Climate Roulette

How will America’s biodiversity hotspot — the state of California — fare as the climate changes? Not great, according to a new paper in the peer-reviewed online journal PLoS One. Its findings have implications for plant conservation that are guaranteed to raise a few eyebrows. 

The paper was the buzz among botanists at the annual conference of the American Public Garden Association in Pasadena a couple of weeks ago. California’s diverse and distinctive flora faces a potential “collapse,” David Ackerly, an ecologist at UC Berkeley and the senior author of the paper, told the LA Times. “As the climate changes, many of these plants will have no place to go.” 

California has roughly a quarter of all native plant species in the U.S. Forty percent of the state’s native plants, or 2,387 species, are found nowhere else in the world, from the towering coast redwoods to the tiny Laguna Beach dudleya. Under the worst-case scenario examined in the paper, 66 percent of all species unique to California would suffer more than an 80 percent decrease in range. 

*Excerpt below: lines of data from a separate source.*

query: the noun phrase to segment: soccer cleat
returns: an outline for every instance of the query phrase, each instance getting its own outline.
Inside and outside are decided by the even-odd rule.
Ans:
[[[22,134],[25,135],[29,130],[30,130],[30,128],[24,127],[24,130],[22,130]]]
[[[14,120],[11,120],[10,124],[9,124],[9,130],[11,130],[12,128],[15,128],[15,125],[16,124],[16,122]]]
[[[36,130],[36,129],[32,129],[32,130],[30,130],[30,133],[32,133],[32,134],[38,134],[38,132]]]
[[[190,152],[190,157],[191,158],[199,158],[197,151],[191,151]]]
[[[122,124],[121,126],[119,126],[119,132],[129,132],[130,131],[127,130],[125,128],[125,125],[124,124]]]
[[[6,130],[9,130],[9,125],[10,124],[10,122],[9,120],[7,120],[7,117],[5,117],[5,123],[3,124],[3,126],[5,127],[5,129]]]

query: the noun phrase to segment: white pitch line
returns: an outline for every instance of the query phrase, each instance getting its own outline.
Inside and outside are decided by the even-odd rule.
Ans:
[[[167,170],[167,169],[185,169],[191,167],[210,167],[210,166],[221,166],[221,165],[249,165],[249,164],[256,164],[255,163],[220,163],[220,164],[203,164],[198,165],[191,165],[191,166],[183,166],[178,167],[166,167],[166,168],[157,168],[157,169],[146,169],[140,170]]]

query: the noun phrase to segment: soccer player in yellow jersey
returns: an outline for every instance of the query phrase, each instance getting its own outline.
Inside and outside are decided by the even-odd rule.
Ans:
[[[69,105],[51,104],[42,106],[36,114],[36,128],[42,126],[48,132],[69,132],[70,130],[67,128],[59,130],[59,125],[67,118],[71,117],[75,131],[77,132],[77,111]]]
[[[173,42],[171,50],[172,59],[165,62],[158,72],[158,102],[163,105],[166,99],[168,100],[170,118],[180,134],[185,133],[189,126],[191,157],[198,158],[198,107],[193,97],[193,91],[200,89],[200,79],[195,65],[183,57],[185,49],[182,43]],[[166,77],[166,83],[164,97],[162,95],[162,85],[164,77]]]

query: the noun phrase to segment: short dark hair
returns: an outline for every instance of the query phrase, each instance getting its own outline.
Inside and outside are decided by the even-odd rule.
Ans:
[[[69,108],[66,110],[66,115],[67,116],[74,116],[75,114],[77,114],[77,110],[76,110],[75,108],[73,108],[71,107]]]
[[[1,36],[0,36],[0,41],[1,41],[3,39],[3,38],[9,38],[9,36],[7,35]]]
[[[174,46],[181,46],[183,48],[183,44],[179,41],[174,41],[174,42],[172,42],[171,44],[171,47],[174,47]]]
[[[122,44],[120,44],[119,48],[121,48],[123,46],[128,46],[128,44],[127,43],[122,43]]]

In a hundred years, the Golden State could look a lot different than it does today. Because California has such varied terrain, climate change could cause species to move in different directions. Most plants, including the redwoods, will be forced to shift northwards and towards the coast. But in the Cascade Ranges and the Sierra Nevada, species seeking higher elevations will have to move south. Plants of Northern Baja will migrate into San Diego County, while the Central Valley could become the preferred habitat for plants of the Sonoran Desert. And what about Orange County and LA? According to another one of the authors quoted in the Times, they could become a land of “desert plants similar to those in Nevada and Arizona, but more likely unpleasant agricultural weeds.” And this all assumes the plants will be able to migrate — no easy task, given that many will have to leapfrog the endless housing subdivisions, freeways, and other development that have tattered their habitats.

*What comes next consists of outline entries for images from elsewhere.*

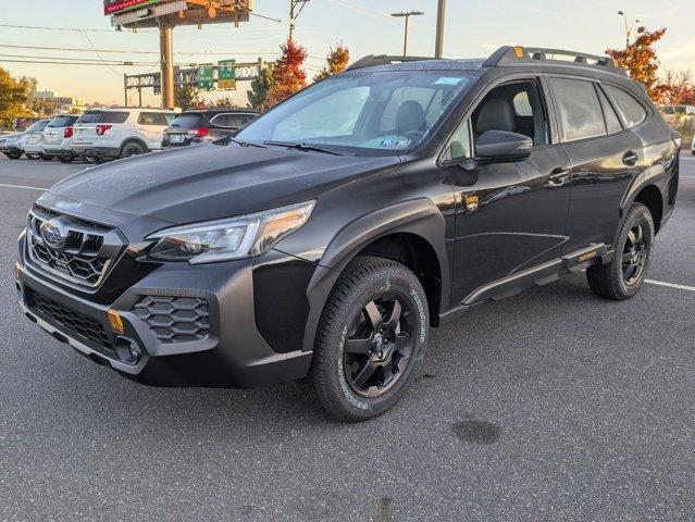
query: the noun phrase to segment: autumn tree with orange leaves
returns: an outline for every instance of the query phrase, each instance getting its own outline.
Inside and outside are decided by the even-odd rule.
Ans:
[[[327,76],[342,73],[350,61],[350,50],[343,44],[338,44],[335,49],[331,48],[331,52],[326,57],[326,66],[313,77],[314,82],[319,82]]]
[[[637,82],[647,88],[649,97],[655,102],[660,102],[665,95],[666,86],[659,82],[659,59],[654,45],[663,38],[666,28],[649,32],[646,27],[637,28],[637,37],[625,49],[607,49],[606,53],[630,72]]]
[[[307,86],[307,73],[301,69],[307,59],[303,47],[293,40],[281,46],[282,55],[273,64],[273,85],[266,107],[273,107]]]

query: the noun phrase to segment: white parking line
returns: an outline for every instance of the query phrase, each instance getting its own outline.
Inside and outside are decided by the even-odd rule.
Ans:
[[[48,188],[41,188],[41,187],[29,187],[27,185],[8,185],[5,183],[0,183],[0,187],[8,187],[8,188],[26,188],[27,190],[40,190],[41,192],[45,192],[46,190],[48,190]]]
[[[662,281],[644,279],[645,283],[657,286],[666,286],[668,288],[675,288],[679,290],[695,291],[695,286],[677,285],[675,283],[665,283]]]

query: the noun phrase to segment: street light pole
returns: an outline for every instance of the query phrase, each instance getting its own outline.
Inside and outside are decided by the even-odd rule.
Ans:
[[[392,16],[406,18],[406,32],[404,34],[404,57],[408,55],[408,20],[410,18],[410,16],[420,16],[421,14],[424,13],[422,11],[408,11],[407,13],[401,11],[400,13],[390,13]]]
[[[437,36],[434,44],[434,58],[444,58],[444,16],[446,0],[439,0],[437,5]]]
[[[162,107],[174,108],[174,27],[164,22],[159,26],[159,50],[161,61]]]
[[[625,49],[630,47],[630,37],[632,36],[632,30],[635,28],[635,24],[642,23],[640,20],[634,20],[632,24],[628,23],[628,15],[624,11],[618,11],[618,15],[622,16],[625,22]]]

The authors advocate measures that would make plant conservation, already a difficult undertaking, even more complicated. For example, they favor efforts to preserve areas where species at risk from climate change are most likely to persist in the future. Most controversial of all, they suggest that “species dispersal” — also known as assisted migration, in which humans move other species to cooler places — will be essential to maintain biodiversity.